The workshop did go well. Inadvertently, all the while during the workshop hours that took place sometime between six-thirty in the morning till half-past nine, the troubled, teary face she'd hugged to her chest a while ago—one of her hands cradling his head, the other smoothening his back—kept flickering in her mind, in its stark clarity. 

And whenever it did, Himani took the liberty of excusing herself from her students, to peep out of the kitchen to check on his uncomfortably crammed but still deep in slumber frame. When she thought the sky was glowing a little too much to sleep in, she stepped out to grab the curtain cloth by its free end, tugging it across to blind the light.

Madras's Nine O'clock skies were on their customary pursuance of garish brightness, with clouds unattached and buoyant—greyish in the middle, goldenish everywhere else—moving around fluffily, striving for their dignified surveillance of the world. 

In another ten minutes, with severe discomfort gripping his nape and shoulder muscles, Raghav found himself on the couch in the living room, with a leg flung over the backrest of the sofa with a muscle cramp behind his knee cap, the other one dangling over the handrest, his mother's saree laying sprawled over him.

He sat up, rubbing his strained neck, releasing a mighty yawn and started pulling the neverending, fully freed saree spilling down the sofa.
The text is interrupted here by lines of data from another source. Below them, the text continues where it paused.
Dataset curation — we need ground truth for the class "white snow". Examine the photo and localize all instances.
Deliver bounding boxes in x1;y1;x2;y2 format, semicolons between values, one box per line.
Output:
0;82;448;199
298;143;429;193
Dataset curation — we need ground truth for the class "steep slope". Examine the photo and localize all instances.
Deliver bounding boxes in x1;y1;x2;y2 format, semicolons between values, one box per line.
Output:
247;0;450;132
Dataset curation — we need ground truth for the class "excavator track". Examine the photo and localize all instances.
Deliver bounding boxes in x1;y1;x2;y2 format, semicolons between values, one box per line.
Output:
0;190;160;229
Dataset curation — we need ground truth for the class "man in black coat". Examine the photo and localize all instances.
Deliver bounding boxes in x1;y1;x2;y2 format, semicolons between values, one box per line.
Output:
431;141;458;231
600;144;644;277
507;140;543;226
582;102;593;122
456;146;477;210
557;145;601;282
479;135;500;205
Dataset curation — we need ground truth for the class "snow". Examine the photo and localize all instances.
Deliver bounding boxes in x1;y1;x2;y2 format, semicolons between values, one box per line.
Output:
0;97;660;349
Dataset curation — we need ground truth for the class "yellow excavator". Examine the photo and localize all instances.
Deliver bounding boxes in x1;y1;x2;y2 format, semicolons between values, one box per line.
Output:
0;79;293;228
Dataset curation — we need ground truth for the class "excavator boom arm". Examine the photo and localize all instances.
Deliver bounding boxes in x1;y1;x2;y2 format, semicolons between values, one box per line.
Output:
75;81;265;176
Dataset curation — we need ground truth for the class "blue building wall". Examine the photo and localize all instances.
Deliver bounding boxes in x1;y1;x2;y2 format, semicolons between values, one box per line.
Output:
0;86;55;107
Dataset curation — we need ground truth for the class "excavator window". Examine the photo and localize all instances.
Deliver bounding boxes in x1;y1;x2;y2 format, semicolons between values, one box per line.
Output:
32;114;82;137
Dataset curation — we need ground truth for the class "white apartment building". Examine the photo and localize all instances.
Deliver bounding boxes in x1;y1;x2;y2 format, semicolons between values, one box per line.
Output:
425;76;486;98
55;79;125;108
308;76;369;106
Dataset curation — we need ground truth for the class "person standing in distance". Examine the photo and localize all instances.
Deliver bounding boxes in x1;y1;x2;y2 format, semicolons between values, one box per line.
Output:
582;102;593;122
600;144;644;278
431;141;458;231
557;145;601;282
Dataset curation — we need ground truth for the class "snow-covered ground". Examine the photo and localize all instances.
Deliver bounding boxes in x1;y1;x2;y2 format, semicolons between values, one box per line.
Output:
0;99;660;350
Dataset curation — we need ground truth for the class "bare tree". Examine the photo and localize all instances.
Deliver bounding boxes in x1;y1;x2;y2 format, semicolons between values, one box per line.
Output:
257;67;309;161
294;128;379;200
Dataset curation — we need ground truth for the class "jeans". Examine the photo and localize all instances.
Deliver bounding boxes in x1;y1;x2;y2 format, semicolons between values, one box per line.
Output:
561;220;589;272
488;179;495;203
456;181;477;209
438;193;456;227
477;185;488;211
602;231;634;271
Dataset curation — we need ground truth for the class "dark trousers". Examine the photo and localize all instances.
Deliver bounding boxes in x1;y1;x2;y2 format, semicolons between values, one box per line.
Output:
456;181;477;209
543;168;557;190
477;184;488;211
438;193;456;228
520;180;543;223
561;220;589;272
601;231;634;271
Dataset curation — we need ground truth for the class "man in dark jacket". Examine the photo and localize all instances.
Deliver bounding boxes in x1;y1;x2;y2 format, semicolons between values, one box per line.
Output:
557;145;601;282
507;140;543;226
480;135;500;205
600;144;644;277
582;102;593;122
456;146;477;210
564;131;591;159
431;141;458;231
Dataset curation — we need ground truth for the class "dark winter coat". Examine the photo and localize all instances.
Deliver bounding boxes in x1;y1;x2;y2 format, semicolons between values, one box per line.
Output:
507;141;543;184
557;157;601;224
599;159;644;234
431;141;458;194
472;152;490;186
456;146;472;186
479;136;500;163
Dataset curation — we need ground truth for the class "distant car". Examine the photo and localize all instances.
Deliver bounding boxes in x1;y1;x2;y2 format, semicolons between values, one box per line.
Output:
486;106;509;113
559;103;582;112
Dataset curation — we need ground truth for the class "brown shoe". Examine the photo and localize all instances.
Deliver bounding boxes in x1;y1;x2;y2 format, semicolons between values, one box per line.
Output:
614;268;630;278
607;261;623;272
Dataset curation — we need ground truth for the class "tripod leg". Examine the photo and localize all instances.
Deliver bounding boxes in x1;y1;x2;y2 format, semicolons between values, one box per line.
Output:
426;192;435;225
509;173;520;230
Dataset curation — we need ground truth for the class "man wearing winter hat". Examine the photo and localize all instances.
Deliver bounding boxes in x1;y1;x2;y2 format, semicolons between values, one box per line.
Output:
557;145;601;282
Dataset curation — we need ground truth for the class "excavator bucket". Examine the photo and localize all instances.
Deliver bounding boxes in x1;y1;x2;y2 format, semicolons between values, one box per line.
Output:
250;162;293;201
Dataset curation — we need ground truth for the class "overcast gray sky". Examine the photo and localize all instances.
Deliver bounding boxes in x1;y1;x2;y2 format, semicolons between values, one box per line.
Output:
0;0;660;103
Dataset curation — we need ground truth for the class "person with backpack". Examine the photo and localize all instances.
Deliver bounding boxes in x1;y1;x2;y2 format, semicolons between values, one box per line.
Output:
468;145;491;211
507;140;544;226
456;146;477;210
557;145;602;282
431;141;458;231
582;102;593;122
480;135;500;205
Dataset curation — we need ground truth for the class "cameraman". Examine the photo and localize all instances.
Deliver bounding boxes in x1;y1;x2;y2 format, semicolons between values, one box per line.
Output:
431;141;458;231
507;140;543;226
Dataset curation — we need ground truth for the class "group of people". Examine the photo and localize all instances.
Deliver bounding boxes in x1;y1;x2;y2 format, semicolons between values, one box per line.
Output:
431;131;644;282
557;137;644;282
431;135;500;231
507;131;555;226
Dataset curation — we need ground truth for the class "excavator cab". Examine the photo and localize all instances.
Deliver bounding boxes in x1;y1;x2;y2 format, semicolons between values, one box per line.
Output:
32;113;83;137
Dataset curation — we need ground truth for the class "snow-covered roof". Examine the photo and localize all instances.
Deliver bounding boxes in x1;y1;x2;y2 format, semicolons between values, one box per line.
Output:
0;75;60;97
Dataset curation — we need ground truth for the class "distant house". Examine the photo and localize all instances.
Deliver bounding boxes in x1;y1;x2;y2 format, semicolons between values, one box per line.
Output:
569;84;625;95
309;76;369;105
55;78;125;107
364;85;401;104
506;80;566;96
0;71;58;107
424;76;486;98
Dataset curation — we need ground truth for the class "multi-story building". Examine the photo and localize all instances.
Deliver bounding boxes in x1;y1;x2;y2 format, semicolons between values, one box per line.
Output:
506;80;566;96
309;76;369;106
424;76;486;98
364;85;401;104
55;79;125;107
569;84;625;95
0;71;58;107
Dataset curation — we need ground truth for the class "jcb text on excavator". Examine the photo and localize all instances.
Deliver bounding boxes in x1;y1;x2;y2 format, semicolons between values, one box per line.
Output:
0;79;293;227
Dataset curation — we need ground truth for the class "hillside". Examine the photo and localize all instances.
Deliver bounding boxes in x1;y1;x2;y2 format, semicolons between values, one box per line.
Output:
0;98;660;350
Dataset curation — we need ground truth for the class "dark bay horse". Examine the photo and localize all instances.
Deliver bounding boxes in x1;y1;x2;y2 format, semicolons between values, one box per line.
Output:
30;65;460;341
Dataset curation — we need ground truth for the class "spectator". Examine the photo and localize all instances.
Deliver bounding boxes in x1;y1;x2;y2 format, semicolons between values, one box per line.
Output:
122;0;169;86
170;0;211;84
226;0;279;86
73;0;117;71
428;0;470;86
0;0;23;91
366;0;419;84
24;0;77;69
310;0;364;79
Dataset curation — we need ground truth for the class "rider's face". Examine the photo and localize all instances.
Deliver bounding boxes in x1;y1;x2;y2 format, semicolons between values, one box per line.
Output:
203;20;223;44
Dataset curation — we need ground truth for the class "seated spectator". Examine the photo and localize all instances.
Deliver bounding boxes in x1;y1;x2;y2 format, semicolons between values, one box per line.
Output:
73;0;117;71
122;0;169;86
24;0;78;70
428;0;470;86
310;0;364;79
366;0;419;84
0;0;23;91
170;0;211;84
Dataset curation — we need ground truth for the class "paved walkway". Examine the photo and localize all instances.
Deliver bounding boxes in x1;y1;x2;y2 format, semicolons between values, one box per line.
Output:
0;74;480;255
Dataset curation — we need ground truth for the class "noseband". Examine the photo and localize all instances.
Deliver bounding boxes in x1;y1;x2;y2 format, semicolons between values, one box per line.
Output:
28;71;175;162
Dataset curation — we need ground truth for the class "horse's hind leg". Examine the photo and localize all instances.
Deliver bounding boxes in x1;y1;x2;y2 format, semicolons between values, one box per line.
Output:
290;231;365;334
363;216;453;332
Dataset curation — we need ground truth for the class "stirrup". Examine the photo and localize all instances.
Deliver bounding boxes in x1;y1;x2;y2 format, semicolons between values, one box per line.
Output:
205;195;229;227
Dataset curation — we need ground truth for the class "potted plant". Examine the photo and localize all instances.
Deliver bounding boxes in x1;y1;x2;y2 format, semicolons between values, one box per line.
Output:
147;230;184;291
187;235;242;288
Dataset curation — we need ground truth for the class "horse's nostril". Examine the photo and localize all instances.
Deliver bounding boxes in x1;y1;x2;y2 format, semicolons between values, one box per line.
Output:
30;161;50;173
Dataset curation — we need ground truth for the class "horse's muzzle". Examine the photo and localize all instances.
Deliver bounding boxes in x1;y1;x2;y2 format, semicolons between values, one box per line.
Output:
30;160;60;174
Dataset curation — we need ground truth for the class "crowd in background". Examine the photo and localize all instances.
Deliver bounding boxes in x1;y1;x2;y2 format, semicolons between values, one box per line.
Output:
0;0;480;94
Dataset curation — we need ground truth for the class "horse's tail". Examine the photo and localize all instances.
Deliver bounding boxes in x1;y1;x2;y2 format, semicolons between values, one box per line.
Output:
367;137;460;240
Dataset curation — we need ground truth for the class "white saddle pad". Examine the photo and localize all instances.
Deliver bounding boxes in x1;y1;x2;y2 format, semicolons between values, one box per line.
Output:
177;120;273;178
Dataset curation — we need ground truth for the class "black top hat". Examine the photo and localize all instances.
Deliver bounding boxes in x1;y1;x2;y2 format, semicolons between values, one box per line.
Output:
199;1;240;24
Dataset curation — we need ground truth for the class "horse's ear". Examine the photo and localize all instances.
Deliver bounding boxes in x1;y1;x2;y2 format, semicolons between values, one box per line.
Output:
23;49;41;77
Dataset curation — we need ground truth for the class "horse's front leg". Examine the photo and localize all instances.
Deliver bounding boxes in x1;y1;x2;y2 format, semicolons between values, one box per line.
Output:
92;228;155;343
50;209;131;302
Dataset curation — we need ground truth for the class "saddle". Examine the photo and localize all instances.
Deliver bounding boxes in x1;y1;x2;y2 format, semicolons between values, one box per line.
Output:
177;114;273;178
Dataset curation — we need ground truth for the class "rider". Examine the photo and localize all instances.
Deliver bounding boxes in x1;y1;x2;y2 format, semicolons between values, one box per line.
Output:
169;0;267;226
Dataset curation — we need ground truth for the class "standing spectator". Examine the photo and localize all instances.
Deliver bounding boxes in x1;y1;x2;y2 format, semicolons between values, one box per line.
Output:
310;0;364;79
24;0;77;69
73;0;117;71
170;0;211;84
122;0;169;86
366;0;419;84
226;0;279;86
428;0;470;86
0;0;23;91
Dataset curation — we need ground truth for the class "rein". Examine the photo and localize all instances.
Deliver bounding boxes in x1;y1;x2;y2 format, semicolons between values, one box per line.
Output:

Gathering it on the whole as a pile on his lap, Raghav sat still willing the sleepy irritation in his eyes eased.

"Yes, that's right." Himani's voice drifted over to the living room in a conscious low pitch, careful in not disturbing a sleeping Raghav. "I am just going to keep stirring it."

Raghav scooped the saree from his lap. Massaging his neck, he toddled off across the hallway—towards the direction where he heard the clink of a nice bowl.

Inside the overly bright kitchen, Himani's phone was clipped to a tripod stand shooting her process, connected to a laptop with a wire, displaying the faces of two women and a man. The rest of the cabinets engaged with a medley of bowls and plates—a few filled, a few empty.